Affaire de falsification de signature : Khardiata Tandian en prison jusqu’au 23 juillet

Le tribunal correctionnel de Dakar a une nouvelle fois reporté le verdict dans l’affaire de falsification de la signature d’Ousmane Sonko. Khardiata Tandian, incarcérée depuis plus d’un an, voit ainsi son sort suspendu jusqu’au 23 juillet prochain. Cette décision intervient après un second ajournement, motivé par l’absence d’un autre mis en cause, Chérif Zeyni Abidin Sy, présenté comme son complice.

Initialement prévue pour le 9 juillet 2026, l’audience a été renvoyée afin que ce dernier puisse être entendu. Le tribunal souhaite en effet disposer de tous les éléments avant de rendre sa décision finale. En attendant, Khardiata Tandian reste derrière les barreaux, sa demande de liberté provisoire ayant été rejetée.

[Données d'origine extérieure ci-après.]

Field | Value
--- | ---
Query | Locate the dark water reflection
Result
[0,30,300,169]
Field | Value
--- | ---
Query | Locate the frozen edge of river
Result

Une procédure suspendue à la présence du complice présumé

L’affaire ne se limite pas à Khardiata Tandian. Un homme, identifié comme son complice présumé, doit également être jugé. Son absence lors des précédentes audiences a déjà entraîné un premier report. Le tribunal a donc décidé de repousser une nouvelle fois le délibéré, le temps que ce témoin clé soit entendu.

Cette situation retarde d’autant plus la conclusion d’un dossier qui s’étire depuis plus d’une année. Les juges estiment en effet nécessaire de recueillir l’ensemble des déclarations avant de statuer définitivement.

La défense plaide pour une libération provisoire

À l’occasion de ce nouveau renvoi, les avocats de Khardiata Tandian ont déposé une requête en liberté provisoire. Selon eux, leur cliente remplit toutes les conditions pour bénéficier de cette mesure. Ils soulignent que les procès-verbaux ont déjà été versés au dossier, rendant superflue son incarcération prolongée.

L’avocat a également insisté sur l’absence de risques de pression sur les témoins ou de dénaturation des faits. Il a rappelé que Khardiata Tandian avait déjà été entendue et que les principaux actes de procédure avaient été accomplis. La défense a également évoqué la dégradation de la situation familiale et sociale de sa cliente, mère d’un enfant en bas âge.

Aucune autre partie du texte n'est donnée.